The advantage of this method is that recursive CTEs are not needed, so it should be faster. (Of course, this is not an advantage if the OP does not agree with the definition.)
The basic idea is to look at the previous date/time value; if it is more than 8 seconds away, then add a flag. The cumulative sum of the flag is the row number you are looking for.
select t.*,
sum(case when prev_dt >= dateandtime - interval '8' second
then 0 else 1
end) over (partition by customerid order by dateandtime
) as row_number
from (select t.*,
max(dateandtime) over (partition by customerid order by dateandtime row between 1 preceding and 1 preceding) as prev_dt
from t
) t;
Using Teradata's PERIOD data type and the awesome td_normalize_overlap_meet:
Consider table test32:
SELECT * FROM test32
+----+----+------------------------+
| f1 | f2 | f3 |
+----+----+------------------------+
| 1 | 2 | 2017-05-11 03:59:00 PM |
| 1 | 3 | 2017-05-11 03:59:01 PM |
| 1 | 4 | 2017-05-11 03:58:58 PM |
| 1 | 5 | 2017-05-11 03:59:26 PM |
| 1 | 2 | 2017-05-11 03:59:28 PM |
| 1 | 2 | 2017-05-11 03:59:46 PM |
+----+----+------------------------+
The following will group your records:
WITH
normalizedCTE AS
(
SELECT *
FROM TABLE
(
td_normalize_overlap_meet(NEW VARIANT_TYPE(periodCTE.f1), periodCTE.fper)
RETURNS (f1 integer, fper PERIOD(TIMESTAMP(0)), recordCount integer)
HASH BY f1
LOCAL ORDER BY f1, fper
) as output(f1, fper, recordcount)
),
periodCTE AS
(
SELECT f1, f2, f3, PERIOD(f3, f3 + INTERVAL '9' SECOND) as fper FROM test32
)
SELECT t2.f1, t2.f2, t2.f3, t1.fper, DENSE_RANK() OVER (PARTITION BY t2.f1 ORDER BY t1.fper) as fgroup
FROM normalizedCTE t1
INNER JOIN periodCTE t2 ON
t1.fper P_INTERSECT t2.fper IS NOT NULL
Results:
+----+----+------------------------+-------------+
| f1 | f2 | f3 | fgroup |
+----+----+------------------------+-------------+
| 1 | 2 | 2017-05-11 03:59:00 PM | 1 |
| 1 | 3 | 2017-05-11 03:59:01 PM | 1 |
| 1 | 4 | 2017-05-11 03:58:58 PM | 1 |
| 1 | 5 | 2017-05-11 03:59:26 PM | 2 |
| 1 | 2 | 2017-05-11 03:59:28 PM | 2 |
| 1 | 2 | 2017-05-11 03:59:46 PM | 3 |
+----+----+------------------------+-------------+
A Period in Teradata is a special data type that holds a date or datetime range. The first parameter is the start of the range and the second is the ending time (up to, but not including which is why it's "+ 9 seconds"). The result is that we get a 8 second time "Period" where each record might "intersect" with another record.

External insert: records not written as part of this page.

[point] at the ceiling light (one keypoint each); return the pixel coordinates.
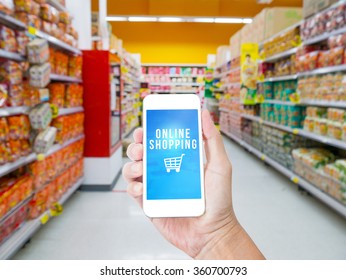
(247, 20)
(111, 18)
(170, 19)
(228, 20)
(206, 20)
(142, 19)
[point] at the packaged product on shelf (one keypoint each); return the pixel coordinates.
(75, 66)
(3, 94)
(4, 130)
(22, 40)
(7, 6)
(11, 72)
(49, 13)
(29, 20)
(19, 127)
(27, 6)
(40, 75)
(8, 40)
(44, 140)
(74, 95)
(64, 17)
(38, 51)
(40, 116)
(15, 97)
(61, 63)
(57, 94)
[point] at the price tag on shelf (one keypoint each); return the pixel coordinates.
(44, 219)
(56, 209)
(295, 180)
(41, 157)
(32, 30)
(55, 110)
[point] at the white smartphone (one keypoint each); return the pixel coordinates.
(173, 172)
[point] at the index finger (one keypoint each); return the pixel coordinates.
(138, 135)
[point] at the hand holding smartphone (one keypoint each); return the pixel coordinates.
(173, 181)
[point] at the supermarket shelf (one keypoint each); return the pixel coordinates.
(331, 202)
(313, 136)
(335, 104)
(58, 43)
(9, 167)
(11, 55)
(280, 102)
(11, 22)
(325, 70)
(282, 78)
(324, 36)
(29, 228)
(10, 111)
(69, 111)
(58, 147)
(15, 209)
(56, 5)
(62, 78)
(182, 91)
(176, 84)
(174, 75)
(280, 55)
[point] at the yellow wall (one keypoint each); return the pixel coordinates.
(180, 42)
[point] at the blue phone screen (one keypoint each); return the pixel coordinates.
(173, 161)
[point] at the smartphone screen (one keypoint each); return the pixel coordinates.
(173, 155)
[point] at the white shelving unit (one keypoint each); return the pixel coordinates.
(331, 202)
(62, 78)
(324, 70)
(280, 55)
(11, 22)
(9, 167)
(29, 228)
(335, 104)
(282, 78)
(313, 136)
(11, 55)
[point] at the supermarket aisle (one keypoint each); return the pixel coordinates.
(284, 223)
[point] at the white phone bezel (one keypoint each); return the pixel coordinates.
(172, 207)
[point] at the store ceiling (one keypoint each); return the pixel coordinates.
(233, 8)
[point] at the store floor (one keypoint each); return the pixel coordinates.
(285, 223)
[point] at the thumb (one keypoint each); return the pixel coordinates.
(214, 147)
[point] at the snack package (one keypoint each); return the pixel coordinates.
(38, 51)
(15, 97)
(61, 63)
(7, 7)
(30, 20)
(49, 13)
(45, 140)
(75, 67)
(27, 6)
(40, 116)
(11, 72)
(8, 40)
(40, 75)
(22, 40)
(3, 94)
(57, 94)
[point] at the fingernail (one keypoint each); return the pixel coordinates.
(134, 167)
(137, 188)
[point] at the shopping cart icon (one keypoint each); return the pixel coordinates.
(173, 163)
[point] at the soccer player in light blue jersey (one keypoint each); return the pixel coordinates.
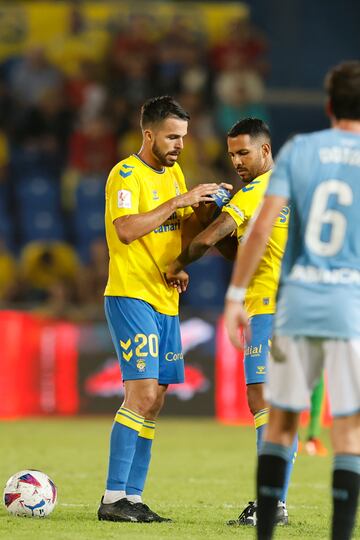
(317, 323)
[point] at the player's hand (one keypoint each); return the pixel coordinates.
(224, 185)
(178, 280)
(196, 195)
(235, 319)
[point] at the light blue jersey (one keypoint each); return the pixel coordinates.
(319, 291)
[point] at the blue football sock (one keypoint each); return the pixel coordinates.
(123, 441)
(141, 461)
(289, 468)
(261, 418)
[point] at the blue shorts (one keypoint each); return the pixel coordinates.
(257, 351)
(147, 343)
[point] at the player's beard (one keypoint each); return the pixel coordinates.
(161, 157)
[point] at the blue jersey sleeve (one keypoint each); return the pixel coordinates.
(280, 178)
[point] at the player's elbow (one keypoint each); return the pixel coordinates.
(124, 237)
(123, 232)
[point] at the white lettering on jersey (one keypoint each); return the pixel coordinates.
(337, 154)
(338, 276)
(124, 198)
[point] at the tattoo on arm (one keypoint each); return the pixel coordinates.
(215, 232)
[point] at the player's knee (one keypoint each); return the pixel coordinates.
(143, 402)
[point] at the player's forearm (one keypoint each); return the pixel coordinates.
(134, 226)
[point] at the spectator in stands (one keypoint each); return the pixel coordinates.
(93, 278)
(93, 147)
(8, 274)
(244, 41)
(44, 264)
(238, 93)
(33, 76)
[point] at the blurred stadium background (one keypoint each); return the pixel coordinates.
(72, 78)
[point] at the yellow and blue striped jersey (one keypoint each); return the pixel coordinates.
(261, 293)
(137, 270)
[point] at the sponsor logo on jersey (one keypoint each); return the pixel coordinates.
(260, 370)
(253, 350)
(236, 210)
(173, 223)
(173, 357)
(140, 365)
(124, 198)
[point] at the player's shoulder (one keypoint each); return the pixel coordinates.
(127, 168)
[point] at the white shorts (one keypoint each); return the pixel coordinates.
(296, 365)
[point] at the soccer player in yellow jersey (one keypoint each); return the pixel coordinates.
(148, 217)
(249, 148)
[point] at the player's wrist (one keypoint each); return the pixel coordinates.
(235, 294)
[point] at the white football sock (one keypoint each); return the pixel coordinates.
(134, 498)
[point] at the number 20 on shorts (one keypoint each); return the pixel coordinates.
(150, 342)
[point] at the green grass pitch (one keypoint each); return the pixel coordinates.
(202, 474)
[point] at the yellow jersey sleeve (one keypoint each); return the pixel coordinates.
(123, 191)
(246, 201)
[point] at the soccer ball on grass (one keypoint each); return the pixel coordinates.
(30, 493)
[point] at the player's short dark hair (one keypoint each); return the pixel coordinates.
(342, 84)
(250, 126)
(159, 108)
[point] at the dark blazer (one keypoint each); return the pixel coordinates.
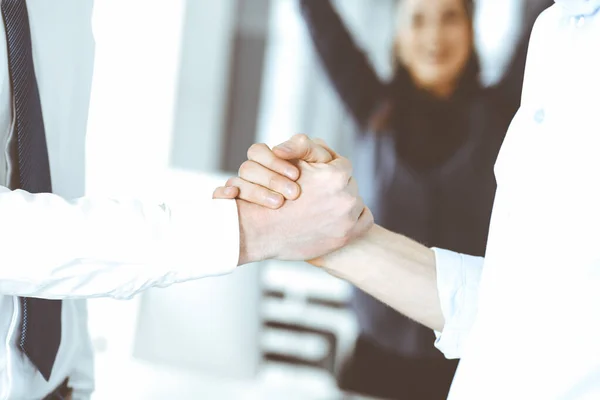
(429, 174)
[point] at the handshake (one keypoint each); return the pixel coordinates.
(297, 201)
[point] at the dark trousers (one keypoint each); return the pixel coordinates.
(373, 371)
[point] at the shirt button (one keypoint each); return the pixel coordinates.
(539, 116)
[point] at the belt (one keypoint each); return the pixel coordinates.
(63, 392)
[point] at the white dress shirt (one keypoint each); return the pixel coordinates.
(525, 320)
(80, 247)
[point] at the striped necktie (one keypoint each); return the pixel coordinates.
(41, 319)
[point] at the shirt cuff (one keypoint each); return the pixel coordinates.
(205, 240)
(458, 278)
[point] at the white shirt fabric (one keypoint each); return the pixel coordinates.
(525, 320)
(65, 246)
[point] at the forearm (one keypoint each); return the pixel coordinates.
(346, 65)
(91, 247)
(394, 269)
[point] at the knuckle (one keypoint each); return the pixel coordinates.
(245, 168)
(231, 182)
(339, 178)
(301, 138)
(256, 150)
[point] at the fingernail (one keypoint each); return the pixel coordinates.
(284, 148)
(273, 199)
(291, 173)
(290, 190)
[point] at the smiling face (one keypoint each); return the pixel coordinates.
(434, 42)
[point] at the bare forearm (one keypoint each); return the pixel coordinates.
(394, 269)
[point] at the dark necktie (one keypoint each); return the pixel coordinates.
(41, 319)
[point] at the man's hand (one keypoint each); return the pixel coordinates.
(326, 214)
(268, 177)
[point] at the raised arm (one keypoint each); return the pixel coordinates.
(507, 92)
(347, 66)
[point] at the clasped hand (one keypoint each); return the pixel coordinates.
(297, 201)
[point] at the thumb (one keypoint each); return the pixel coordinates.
(301, 147)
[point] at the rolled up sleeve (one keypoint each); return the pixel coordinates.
(458, 278)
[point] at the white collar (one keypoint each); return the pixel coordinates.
(579, 7)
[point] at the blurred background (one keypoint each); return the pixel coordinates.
(198, 82)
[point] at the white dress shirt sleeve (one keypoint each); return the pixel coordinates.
(96, 247)
(458, 278)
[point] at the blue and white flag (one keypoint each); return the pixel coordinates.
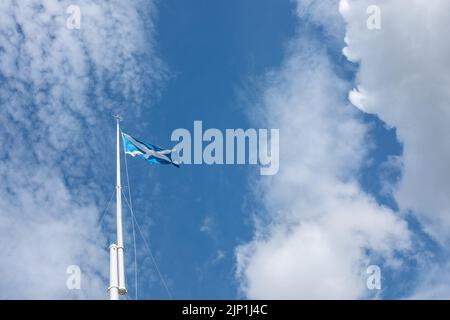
(147, 151)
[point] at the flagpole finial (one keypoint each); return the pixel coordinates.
(117, 116)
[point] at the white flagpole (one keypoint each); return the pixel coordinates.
(117, 264)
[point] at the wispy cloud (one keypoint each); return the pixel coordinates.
(321, 229)
(58, 87)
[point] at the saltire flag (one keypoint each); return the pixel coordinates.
(147, 151)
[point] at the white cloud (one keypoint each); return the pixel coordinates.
(58, 87)
(322, 229)
(404, 78)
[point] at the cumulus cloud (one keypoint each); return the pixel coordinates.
(58, 87)
(404, 79)
(321, 230)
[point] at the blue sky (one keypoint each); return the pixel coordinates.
(212, 50)
(363, 170)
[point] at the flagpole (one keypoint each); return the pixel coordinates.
(117, 264)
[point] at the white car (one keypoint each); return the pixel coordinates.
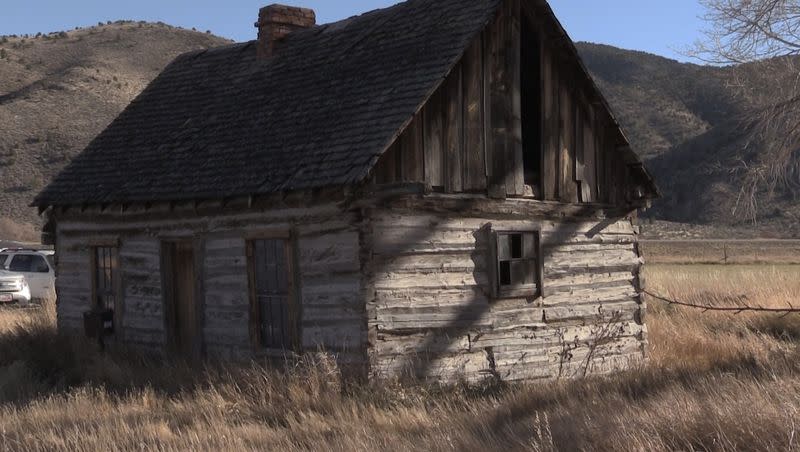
(14, 289)
(36, 266)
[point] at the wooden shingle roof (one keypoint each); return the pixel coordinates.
(221, 123)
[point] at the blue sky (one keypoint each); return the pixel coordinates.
(660, 27)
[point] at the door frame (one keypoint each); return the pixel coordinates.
(167, 254)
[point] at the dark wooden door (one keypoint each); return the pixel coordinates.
(183, 330)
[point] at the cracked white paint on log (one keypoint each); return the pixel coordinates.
(432, 315)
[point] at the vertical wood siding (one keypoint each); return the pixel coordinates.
(472, 126)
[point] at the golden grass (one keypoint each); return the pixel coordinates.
(714, 382)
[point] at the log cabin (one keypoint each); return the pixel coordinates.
(437, 189)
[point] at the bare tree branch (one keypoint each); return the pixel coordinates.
(758, 43)
(735, 309)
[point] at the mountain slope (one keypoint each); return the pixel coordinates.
(694, 132)
(660, 102)
(58, 91)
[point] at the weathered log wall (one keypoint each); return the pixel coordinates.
(431, 313)
(328, 270)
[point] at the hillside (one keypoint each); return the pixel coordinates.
(58, 91)
(689, 127)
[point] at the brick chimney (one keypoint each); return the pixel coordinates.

We then use td_normalize_overlap_meet to merge records that intersect, sharing the f1 field's value as the key. In your case that would be customerid. The result is three records for this one customer since we have three groups that "overlap" or "meet" each other's time periods.
We then join the td_normalize_overlap_meet output with the output from when we determined the periods. We use the P_INTERSECT function to see which periods from the normalized CTE INTERSECT with the periods from the initial Period CTE. From the result of that P_INTERSECT join we grab the values we need from each CTE.
Lastly, Dense_Rank() gives us a rank based on the normalized period for each group.